Tranquility – even in the midst of a fast-paced, hard-charging academic environment – is perpetually available at Stony Brook’s Charles B. Wang Center, where a Zen rock garden invites peaceful contemplation.
When the Wang Center opened its doors in 2002, its functional purpose was clear — housing a state-of-the-art theater, gallery, lecture hall, chapel and dining hall, it served a wide range of the academic and social needs of Stony Brook’s student population.
But philanthropist Charles Wang had another goal in mind when he made what was at the time the largest single private gift to the SUNY system. He wanted the new building to reflect the traditions of Asian design in an effort to not only make the school’s sizable Asian population feel more comfortable, but to provide a welcoming educational environment that would bring together all cultures.
To that end, the Charles B. Wang Center features a 100-foot octagonal pagoda, a structure that is traditionally associated with Chinese temples. Architect P.H. Tuan further captured Mr. Wang’s ideals, unifying the elements of interior space, the outdoors and the sky, and deploying vast expanses of glass to frame traditional Asian gardens and bridges.
One of those featured gardens is the Zen rock garden on the west side of the building’s lower level.

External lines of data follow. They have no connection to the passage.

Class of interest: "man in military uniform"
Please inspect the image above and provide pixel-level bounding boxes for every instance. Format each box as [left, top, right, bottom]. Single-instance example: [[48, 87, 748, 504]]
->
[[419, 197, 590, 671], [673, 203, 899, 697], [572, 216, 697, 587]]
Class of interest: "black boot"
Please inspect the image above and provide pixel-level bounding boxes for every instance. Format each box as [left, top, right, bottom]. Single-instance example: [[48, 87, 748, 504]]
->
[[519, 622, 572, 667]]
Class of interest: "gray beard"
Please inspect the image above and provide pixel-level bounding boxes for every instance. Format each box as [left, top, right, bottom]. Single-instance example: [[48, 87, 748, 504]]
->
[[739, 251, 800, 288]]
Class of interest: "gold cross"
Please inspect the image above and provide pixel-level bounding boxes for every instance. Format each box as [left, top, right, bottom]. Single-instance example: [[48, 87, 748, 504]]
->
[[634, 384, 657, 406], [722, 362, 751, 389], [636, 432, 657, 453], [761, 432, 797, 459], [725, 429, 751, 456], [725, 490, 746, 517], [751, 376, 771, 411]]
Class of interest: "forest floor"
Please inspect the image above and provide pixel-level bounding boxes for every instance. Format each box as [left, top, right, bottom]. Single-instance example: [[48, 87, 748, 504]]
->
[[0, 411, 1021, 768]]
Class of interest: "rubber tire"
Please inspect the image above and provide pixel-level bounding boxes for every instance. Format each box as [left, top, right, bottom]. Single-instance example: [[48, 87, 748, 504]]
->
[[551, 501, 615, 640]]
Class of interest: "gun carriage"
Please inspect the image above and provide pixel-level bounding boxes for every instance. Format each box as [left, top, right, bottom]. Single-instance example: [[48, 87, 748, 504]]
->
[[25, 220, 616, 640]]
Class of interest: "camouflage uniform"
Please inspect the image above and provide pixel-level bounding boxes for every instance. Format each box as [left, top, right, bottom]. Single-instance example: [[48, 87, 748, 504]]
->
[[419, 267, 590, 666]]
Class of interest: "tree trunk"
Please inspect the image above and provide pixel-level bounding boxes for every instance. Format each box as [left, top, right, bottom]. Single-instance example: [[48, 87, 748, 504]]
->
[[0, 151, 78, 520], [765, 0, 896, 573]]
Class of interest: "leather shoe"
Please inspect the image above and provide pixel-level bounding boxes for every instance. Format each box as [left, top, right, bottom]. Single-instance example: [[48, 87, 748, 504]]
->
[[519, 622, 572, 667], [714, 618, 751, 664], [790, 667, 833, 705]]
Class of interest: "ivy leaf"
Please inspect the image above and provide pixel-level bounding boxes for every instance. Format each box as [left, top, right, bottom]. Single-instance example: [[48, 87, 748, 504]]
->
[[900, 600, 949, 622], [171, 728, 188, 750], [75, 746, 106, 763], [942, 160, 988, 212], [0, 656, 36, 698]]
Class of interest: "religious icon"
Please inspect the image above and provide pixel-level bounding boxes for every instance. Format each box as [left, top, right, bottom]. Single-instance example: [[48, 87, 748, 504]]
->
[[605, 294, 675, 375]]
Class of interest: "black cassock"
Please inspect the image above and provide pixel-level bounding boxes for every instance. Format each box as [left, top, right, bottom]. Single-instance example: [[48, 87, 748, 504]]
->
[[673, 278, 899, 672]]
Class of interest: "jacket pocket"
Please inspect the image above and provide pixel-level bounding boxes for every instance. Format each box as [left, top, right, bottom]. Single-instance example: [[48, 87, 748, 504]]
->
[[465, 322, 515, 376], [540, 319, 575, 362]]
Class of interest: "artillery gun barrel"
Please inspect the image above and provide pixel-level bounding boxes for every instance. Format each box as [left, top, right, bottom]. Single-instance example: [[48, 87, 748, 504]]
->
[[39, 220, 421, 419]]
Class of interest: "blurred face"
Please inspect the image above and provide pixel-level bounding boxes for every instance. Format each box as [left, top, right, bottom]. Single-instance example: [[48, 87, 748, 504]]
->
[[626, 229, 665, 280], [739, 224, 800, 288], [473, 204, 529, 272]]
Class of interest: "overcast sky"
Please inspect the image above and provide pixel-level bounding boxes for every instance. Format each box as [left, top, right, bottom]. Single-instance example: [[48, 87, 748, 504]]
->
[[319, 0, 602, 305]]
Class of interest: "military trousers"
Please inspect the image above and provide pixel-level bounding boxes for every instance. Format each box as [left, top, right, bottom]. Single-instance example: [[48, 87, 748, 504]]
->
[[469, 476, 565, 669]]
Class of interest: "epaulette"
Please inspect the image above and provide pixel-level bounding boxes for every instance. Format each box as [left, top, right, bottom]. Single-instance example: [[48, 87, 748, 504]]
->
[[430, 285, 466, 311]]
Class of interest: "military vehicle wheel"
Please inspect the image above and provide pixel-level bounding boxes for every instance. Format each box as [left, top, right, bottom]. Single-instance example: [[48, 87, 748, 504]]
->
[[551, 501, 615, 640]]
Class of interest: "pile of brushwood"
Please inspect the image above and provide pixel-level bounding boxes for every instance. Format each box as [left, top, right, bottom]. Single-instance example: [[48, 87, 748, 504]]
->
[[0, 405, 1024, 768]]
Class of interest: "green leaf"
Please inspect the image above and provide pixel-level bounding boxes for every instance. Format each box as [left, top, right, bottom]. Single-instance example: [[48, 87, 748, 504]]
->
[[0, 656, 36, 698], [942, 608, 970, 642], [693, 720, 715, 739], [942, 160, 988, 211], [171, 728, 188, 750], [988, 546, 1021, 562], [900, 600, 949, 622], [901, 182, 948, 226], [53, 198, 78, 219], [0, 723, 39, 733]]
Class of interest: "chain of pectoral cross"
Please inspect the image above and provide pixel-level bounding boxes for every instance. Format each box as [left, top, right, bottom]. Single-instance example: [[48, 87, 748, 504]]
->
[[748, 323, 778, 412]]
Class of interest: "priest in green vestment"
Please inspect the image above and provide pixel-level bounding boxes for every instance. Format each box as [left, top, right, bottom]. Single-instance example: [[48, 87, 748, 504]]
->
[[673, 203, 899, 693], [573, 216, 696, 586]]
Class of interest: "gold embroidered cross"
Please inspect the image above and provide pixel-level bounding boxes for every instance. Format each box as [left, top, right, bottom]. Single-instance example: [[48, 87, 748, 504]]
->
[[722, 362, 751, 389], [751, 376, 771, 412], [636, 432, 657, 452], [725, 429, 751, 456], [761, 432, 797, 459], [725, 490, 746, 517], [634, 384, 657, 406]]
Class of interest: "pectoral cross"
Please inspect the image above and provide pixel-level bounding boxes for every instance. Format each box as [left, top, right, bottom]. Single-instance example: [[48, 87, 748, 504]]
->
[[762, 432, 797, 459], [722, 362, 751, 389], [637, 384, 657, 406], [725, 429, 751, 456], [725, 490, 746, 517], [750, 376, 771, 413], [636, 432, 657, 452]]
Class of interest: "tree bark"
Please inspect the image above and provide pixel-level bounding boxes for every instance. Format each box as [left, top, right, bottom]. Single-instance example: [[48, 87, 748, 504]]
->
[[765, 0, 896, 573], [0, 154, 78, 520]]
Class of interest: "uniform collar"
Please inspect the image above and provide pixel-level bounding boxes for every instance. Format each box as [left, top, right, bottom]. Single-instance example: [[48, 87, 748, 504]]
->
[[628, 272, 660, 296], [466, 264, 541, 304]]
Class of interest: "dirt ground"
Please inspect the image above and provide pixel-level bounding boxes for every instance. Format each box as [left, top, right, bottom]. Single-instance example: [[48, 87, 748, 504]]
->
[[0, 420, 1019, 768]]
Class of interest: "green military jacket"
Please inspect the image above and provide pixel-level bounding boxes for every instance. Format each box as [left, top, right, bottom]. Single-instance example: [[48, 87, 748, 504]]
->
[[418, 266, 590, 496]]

The Japanese rock garden or “dry landscape” garden, often called a Zen garden, is designed to create a miniature stylized landscape through carefully composed arrangements of rocks, water features, moss, and gravel or sand that is raked to represent ripples in water.

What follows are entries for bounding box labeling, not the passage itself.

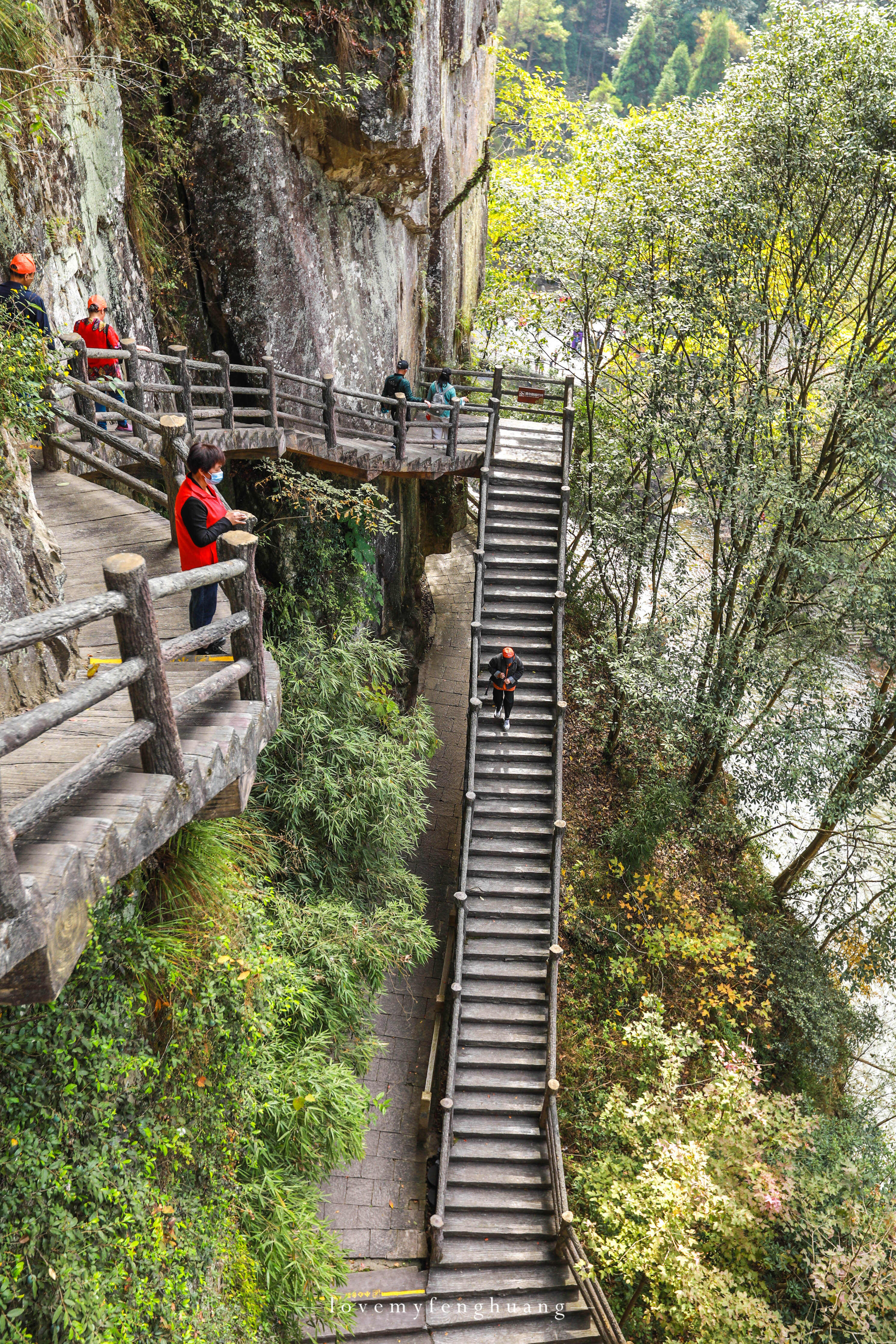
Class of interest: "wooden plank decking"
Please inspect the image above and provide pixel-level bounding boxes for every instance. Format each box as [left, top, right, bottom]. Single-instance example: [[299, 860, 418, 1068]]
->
[[0, 468, 281, 1003]]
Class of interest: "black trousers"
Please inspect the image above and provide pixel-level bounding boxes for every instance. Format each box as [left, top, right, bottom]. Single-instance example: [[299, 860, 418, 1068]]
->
[[492, 686, 513, 719]]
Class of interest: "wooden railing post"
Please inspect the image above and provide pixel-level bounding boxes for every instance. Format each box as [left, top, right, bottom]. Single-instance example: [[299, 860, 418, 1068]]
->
[[321, 374, 336, 450], [262, 355, 277, 429], [212, 350, 234, 429], [121, 336, 149, 443], [218, 531, 267, 704], [447, 397, 461, 461], [168, 345, 193, 434], [102, 552, 187, 779], [395, 392, 407, 462], [66, 336, 99, 453], [39, 403, 62, 473], [553, 1210, 575, 1259], [158, 415, 187, 544]]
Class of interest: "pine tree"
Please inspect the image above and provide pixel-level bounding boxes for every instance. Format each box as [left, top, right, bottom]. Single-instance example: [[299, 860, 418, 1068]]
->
[[653, 42, 692, 107], [613, 15, 664, 107], [669, 42, 693, 93], [688, 9, 728, 98]]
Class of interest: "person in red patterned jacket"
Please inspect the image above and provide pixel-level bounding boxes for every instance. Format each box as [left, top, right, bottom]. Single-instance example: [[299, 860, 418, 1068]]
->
[[74, 294, 130, 434], [175, 443, 250, 653]]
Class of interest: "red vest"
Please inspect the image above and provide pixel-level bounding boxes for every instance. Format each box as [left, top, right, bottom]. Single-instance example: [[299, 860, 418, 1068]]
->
[[175, 476, 230, 570], [75, 317, 121, 378]]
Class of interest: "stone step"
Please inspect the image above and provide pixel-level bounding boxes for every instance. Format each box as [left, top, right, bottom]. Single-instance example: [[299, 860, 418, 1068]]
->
[[463, 954, 547, 992], [457, 1040, 547, 1072]]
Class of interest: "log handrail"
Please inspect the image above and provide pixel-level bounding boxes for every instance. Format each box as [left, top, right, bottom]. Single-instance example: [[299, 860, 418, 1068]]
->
[[430, 402, 498, 1265], [0, 530, 266, 855]]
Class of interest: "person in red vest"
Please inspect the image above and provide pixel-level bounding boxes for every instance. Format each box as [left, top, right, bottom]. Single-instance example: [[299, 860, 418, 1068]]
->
[[74, 294, 130, 434], [175, 443, 250, 653]]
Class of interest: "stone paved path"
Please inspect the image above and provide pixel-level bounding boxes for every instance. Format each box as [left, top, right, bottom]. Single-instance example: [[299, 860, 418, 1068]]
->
[[322, 532, 474, 1269]]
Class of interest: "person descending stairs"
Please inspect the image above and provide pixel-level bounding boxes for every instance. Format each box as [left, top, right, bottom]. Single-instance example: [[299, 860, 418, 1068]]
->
[[427, 409, 622, 1344]]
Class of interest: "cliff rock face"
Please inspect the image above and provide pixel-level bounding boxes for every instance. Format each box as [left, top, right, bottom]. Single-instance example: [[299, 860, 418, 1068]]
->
[[0, 8, 156, 347], [0, 429, 78, 719], [191, 0, 497, 391]]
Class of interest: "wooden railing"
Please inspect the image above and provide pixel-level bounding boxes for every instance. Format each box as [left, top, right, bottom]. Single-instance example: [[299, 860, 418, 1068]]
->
[[539, 390, 626, 1344], [42, 332, 493, 515], [427, 398, 500, 1265], [421, 364, 574, 421], [430, 378, 626, 1344], [0, 531, 266, 865]]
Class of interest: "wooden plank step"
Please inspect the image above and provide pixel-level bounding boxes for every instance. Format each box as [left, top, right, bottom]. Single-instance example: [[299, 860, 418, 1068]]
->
[[468, 855, 551, 878], [466, 919, 551, 947], [488, 497, 560, 520], [466, 892, 551, 925], [445, 1183, 553, 1215], [445, 1207, 553, 1240], [442, 1237, 555, 1269], [428, 1261, 578, 1296], [458, 1019, 548, 1048], [466, 872, 551, 903], [457, 1064, 544, 1097], [449, 1144, 551, 1191], [470, 838, 551, 859], [457, 1040, 545, 1070], [454, 1087, 543, 1128], [428, 1301, 598, 1344], [466, 935, 549, 965], [454, 1098, 543, 1141], [451, 1134, 548, 1166], [463, 984, 545, 1004], [463, 968, 547, 993], [461, 996, 545, 1027]]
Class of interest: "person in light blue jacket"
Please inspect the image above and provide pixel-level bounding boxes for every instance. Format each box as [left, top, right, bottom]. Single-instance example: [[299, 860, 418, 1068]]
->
[[426, 368, 466, 445]]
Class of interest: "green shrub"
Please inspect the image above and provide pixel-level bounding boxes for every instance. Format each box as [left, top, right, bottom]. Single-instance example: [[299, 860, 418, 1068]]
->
[[0, 302, 56, 438], [258, 622, 438, 914]]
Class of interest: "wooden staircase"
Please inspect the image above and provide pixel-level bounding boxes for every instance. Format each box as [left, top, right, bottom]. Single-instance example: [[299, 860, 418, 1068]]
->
[[427, 409, 623, 1344]]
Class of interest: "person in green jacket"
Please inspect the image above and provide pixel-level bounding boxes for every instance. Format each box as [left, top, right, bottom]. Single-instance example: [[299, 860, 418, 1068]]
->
[[427, 368, 466, 445]]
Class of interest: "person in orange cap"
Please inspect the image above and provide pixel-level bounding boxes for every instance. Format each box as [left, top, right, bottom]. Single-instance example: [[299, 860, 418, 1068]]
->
[[0, 253, 52, 340], [74, 294, 130, 434], [489, 644, 525, 733]]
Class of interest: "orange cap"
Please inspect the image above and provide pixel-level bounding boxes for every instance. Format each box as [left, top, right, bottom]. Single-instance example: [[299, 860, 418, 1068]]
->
[[9, 253, 38, 280]]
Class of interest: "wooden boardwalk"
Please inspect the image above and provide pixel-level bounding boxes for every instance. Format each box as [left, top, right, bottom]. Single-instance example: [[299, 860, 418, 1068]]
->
[[0, 465, 281, 1001]]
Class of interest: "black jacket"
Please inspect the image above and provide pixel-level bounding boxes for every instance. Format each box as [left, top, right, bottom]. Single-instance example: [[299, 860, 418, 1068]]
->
[[0, 280, 50, 336], [489, 653, 525, 691], [380, 374, 423, 419]]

Zen gardens are usually small, surrounded by a wall, and meant to be experienced while seated from a single viewpoint outside the garden. Classic Zen gardens were intended to imitate the “essence” of nature, not its actual appearance, and to inspire meditation and reflection about the meaning of life.
Japanese gardens are rich with symbolism, and they are usually created with certain meanings in mind. The Wang Center’s Zen garden, created by local artists Gerard Senese and his wife Hiroko Uraga-Senese in 2017, features symbols of Buddhist paradises with a tortoise islet and a crane islet. Made with rocks, the tortoise symbolizes prosperity while the crane symbolizes health and good luck.
“The Japanese rock garden, in its Chinese-origin, embraced the Taoist belief in the ‘Island of the Happy Immortals’ (Horai Island), which has been a dominant theme in landscape gardening since ancient days,” explained Senese.
The raised center bed of the Wang Center’s garden, he said, represents Horai Jima, with the treasure trip of the Happy Immortals travelling to it on one side, and the Tortoise and Crane on the other. Kame-jima (tortoise island) and Tsuru-jima (crane island) represent Buddhist paradises, the tortoise represents 1,000 years of prosperity & the crane represents 1,000 years of health & good luck.
“These concepts transcend nationalities and cross over to all the Asian cultures, so I thought that design would be appropriate for this venue,” said Senese. “I wanted the students and others who visit the garden to be able to recognize both the crane and the tortoise, so I didn’t make them too abstract. The hope is that recognizing them might inspire more interest in the overall design.”
One final design touch helped ensure that Senese accomplished Mr. Wang’s dream of presenting a unified representation of Asian design and tradition.
“I tied all three raised beds together to symbolize the connected cultures of China, Korea and Japan,” said Senese. “China is the middle bed because it is often referred to as ‘The Middle Kingdom.’”
“Even though it is a much simpler and smaller version of the Japanese garden, it still lets our audience create their own calm, Zen moment whenever they need it,” said Jinyoung Jin, director of cultural programs at the Wang Center. “I look forward to incorporating intimate cultural programs such as Japanese poem haiku workshops and bamboo flute performances in the garden.”
Zen rock gardens date back to at least the 12th century, when Zen Buddhism was introduced into Japan. The gardens of the early Zen temples in Japan resembled Chinese gardens of the time, with lakes and islands. But in the 14th and 15th centuries, a new kind of garden appeared at the Zen temples, these expressly designed to stimulate meditation. Stone, which was common in China, became popular in Japan, and were used to create hypnotic “petrified” landscapes which seemed suspended in time.
Yet for all its outward beauty, perhaps the best view the Zen rock garden offers Wang Center visitors is an introspective one.